[Pediatric rhabdomyosarcoma of the infratemporal fossa]

Abstract

Objective: Prognosis of rhabdomyosarcoma of the infratemporal fossa is generally poor. We report our experience.

Material and methods: Twenty-three children with rhabdomyosarcoma of the infratemporal fossa were treated at the Gustave Roussy and Curie Institutes between 1984 and 1999. Seventeen children received radiotherapy (group 1), four children were treated surgically with or without postoperative radiotherapy (group 2), and two children received no further treatment after chemotherapy (group 3).

Results: In group 1, there were 10 local recurrences and one metastatic failure; all 11 children died from their disease. Nodal recurrence was salvaged successfully in one other with chemotherapy and surgery. In group 2, three children were disease free at 3 years and one died of local recurrence. In group 3, one child experienced a local recurrence successfully salvaged with radiotherapy. This child was disease free at 3 years. The other child developed local recurrence and died.

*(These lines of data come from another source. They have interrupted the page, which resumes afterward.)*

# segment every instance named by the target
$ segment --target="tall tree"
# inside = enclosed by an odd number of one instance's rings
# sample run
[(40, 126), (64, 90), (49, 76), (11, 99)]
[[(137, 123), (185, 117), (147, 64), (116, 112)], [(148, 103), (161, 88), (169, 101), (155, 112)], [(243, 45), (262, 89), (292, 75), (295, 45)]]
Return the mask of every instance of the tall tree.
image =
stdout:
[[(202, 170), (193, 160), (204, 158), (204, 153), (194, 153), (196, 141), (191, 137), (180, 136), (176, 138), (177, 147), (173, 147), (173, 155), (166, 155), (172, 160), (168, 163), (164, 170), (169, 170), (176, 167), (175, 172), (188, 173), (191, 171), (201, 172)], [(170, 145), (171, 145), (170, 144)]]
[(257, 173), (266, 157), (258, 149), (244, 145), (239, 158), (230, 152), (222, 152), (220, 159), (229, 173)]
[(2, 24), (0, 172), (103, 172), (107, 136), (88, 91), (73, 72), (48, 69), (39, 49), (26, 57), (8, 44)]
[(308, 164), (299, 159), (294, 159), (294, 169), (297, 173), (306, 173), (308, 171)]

Discussion: Overall survival rate in our patients was 50%. Local control remained the main prognostic factor for survival. Surgery has already been shown to improve local control in other localizations of rhabdomyosarcoma. If residual tumor tissue remains after neo-adjuvant chemotherapy, surgery should be considered in a multidisciplinary discussion of therapeutic options. Indications for postoperative radiotherapy depend on age and histological features of the surgical specimen.